Innenminister

Horst Seehofer kündigt „Masterplan“ für Abschiebungen an

Horst Seehofer (CSU), designierter Bundesinnenminister.

Horst Seehofer (CSU), designierter Bundesinnenminister.

Foto: Sven Hoppe / dpa

Die neue GroKo ist noch nicht vereidigt, da legt der Innenminister schon los. Seehofer will Deutschland so sicher machen wie Bayern.

Berlin.  Der designierte Bundesinnenminister Horst Seehofer (CSU) hat als eine seiner ersten Amtshandlungen einen „Masterplan für schnellere Asylverfahren und konsequentere Abschiebungen“ angekündigt. Dafür werde er sich gleich nach der Amtsübernahme mit allen Mitarbeitern und den nachgeordneten Behörden zusammensetzen.

„Die Zahl der Rückführungen muss deutlich erhöht werden. Besonders bei Straftätern und Gefährdern unter den Asylbewerbern müssen wir härter durchgreifen“, sagte der CSU-Chef der „Bild am Sonntag“ (Bezahlinhalt).

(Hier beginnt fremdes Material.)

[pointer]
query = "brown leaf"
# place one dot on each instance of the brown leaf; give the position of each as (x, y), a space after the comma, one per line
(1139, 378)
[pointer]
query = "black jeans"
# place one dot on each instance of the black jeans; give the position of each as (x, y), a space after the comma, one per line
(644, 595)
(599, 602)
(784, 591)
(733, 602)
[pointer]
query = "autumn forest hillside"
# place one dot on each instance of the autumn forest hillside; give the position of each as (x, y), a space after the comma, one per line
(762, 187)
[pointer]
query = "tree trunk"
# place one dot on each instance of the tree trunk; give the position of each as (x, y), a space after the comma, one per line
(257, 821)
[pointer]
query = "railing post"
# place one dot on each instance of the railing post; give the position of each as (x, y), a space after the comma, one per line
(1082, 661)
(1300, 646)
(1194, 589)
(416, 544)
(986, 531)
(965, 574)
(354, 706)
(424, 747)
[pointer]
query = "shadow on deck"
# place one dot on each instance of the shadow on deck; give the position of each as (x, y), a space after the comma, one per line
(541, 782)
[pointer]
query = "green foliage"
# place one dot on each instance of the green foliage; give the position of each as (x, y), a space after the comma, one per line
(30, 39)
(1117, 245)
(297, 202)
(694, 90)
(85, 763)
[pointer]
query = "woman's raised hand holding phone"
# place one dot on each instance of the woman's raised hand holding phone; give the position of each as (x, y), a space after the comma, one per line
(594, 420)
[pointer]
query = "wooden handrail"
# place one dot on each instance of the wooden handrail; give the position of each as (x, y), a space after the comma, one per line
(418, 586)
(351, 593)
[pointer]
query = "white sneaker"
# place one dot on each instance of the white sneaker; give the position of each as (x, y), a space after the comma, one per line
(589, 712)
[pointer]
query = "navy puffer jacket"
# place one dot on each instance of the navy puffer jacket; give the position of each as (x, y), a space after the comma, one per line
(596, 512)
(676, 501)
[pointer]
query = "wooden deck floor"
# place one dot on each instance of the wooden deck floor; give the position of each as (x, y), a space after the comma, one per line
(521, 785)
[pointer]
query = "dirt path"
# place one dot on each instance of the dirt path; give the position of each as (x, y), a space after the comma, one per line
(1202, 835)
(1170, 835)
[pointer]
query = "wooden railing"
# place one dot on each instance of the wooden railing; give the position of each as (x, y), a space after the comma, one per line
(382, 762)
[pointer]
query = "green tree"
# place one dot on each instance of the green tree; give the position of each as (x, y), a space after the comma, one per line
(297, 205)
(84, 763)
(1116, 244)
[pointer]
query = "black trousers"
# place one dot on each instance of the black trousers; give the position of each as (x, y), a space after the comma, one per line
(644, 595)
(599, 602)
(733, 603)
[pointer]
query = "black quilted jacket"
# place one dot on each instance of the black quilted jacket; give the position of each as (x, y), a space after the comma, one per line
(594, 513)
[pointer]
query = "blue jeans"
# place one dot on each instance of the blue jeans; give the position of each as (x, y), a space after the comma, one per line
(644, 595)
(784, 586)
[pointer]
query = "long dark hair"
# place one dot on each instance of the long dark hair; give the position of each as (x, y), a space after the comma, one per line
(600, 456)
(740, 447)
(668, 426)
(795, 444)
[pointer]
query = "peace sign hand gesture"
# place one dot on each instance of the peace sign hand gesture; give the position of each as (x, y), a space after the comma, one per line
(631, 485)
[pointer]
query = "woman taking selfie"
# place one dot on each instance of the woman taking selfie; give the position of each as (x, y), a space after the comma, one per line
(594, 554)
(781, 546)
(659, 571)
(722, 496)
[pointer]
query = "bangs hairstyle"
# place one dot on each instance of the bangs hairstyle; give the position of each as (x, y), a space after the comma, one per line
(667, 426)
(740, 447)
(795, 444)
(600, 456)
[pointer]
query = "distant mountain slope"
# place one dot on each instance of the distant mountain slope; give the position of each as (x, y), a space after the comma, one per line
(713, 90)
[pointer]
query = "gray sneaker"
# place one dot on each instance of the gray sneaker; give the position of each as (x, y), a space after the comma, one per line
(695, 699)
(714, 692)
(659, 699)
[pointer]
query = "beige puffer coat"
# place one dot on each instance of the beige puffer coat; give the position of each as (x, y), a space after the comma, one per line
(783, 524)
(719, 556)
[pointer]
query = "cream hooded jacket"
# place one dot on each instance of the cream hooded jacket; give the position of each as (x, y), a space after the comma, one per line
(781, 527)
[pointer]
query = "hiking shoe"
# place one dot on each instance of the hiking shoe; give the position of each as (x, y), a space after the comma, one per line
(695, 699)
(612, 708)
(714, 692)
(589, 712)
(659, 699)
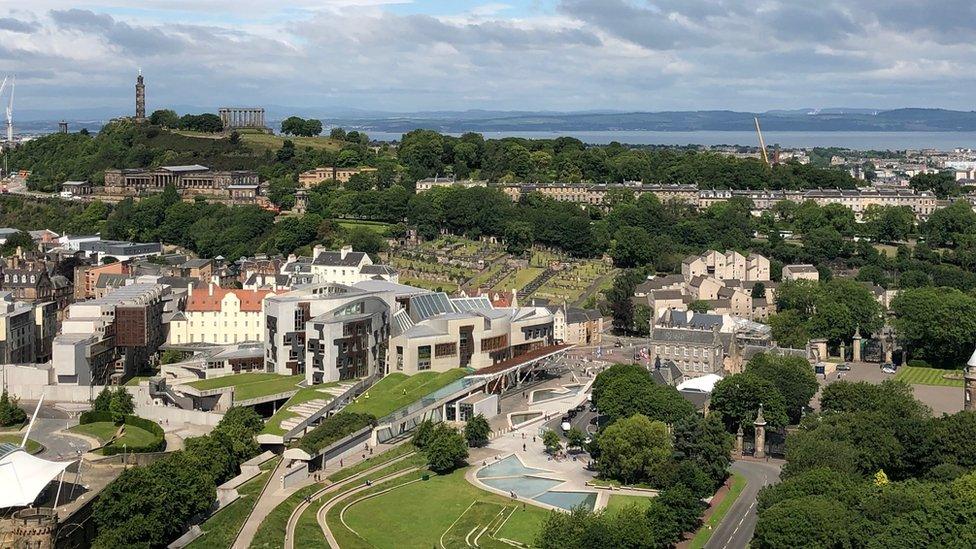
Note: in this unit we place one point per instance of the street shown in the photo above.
(735, 530)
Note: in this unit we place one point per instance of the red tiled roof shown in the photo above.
(202, 301)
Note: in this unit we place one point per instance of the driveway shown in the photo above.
(735, 530)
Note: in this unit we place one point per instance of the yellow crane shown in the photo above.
(762, 142)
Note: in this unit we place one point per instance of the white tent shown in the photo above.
(703, 383)
(24, 476)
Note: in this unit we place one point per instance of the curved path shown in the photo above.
(302, 506)
(322, 514)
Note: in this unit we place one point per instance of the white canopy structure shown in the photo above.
(24, 476)
(703, 383)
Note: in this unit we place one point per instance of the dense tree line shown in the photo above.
(874, 469)
(151, 506)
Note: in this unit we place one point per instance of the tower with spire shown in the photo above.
(140, 98)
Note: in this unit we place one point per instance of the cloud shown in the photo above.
(520, 54)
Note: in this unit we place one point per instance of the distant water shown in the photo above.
(848, 140)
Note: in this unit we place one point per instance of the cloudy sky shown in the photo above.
(409, 55)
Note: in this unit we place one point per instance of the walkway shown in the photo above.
(274, 494)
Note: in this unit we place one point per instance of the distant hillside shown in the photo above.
(899, 120)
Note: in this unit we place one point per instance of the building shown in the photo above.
(107, 340)
(729, 265)
(331, 332)
(191, 180)
(317, 176)
(431, 182)
(27, 330)
(435, 333)
(800, 272)
(219, 316)
(119, 250)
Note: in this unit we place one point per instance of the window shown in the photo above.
(423, 358)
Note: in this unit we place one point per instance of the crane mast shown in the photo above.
(762, 142)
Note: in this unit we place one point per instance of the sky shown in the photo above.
(557, 55)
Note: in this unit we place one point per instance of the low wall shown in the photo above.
(170, 414)
(295, 474)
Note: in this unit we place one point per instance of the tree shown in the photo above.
(477, 430)
(792, 376)
(446, 450)
(10, 413)
(423, 433)
(705, 442)
(552, 442)
(164, 117)
(633, 447)
(575, 438)
(921, 320)
(806, 522)
(737, 398)
(121, 404)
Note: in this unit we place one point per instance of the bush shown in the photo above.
(333, 429)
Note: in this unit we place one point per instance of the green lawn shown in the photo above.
(418, 514)
(398, 390)
(305, 394)
(33, 446)
(220, 530)
(105, 430)
(926, 376)
(252, 384)
(618, 501)
(705, 532)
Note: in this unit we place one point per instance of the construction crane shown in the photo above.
(762, 142)
(10, 112)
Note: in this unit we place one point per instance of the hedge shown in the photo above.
(157, 445)
(333, 429)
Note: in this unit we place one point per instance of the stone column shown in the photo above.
(760, 425)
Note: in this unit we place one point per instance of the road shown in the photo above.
(735, 530)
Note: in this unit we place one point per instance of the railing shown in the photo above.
(346, 396)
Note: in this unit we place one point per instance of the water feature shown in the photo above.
(508, 467)
(524, 486)
(568, 500)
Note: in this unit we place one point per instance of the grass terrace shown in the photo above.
(444, 509)
(33, 446)
(103, 431)
(398, 390)
(221, 529)
(915, 375)
(305, 394)
(252, 384)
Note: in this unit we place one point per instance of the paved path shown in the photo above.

„Dann ist Ende der Diskussion“

Generell kündigte Seehofer „null Toleranz gegenüber Straftätern“ an. Dabei setzt er auch auf eine wirksame Videoüberwachung an allen Brennpunkten im Land. „Wir wollen ein weltoffenes und liberales Land bleiben. Aber wenn es um den Schutz der Bürger geht, brauchen wir einen starken Staat. Dafür werde ich sorgen.“ Von der neuen Bundesregierung forderte Seehofer eine zügige Umsetzung des Koalitionsvertrages: „Nach Ostern gibt es die erste Kabinettsklausur und dann ist Ende der Diskussion. Dann wird umgesetzt!“

Seehofer übernimmt in derdas um Wohnungsbau und Heimat erweiterte Innenministerium. Seinen Posten als bayerischer Ministerpräsident will der 68-Jährige in Kürze abgeben, um den Weg für die Wahl seines designierten Nachfolgers Markus Söder freizumachen. (dpa/rtr)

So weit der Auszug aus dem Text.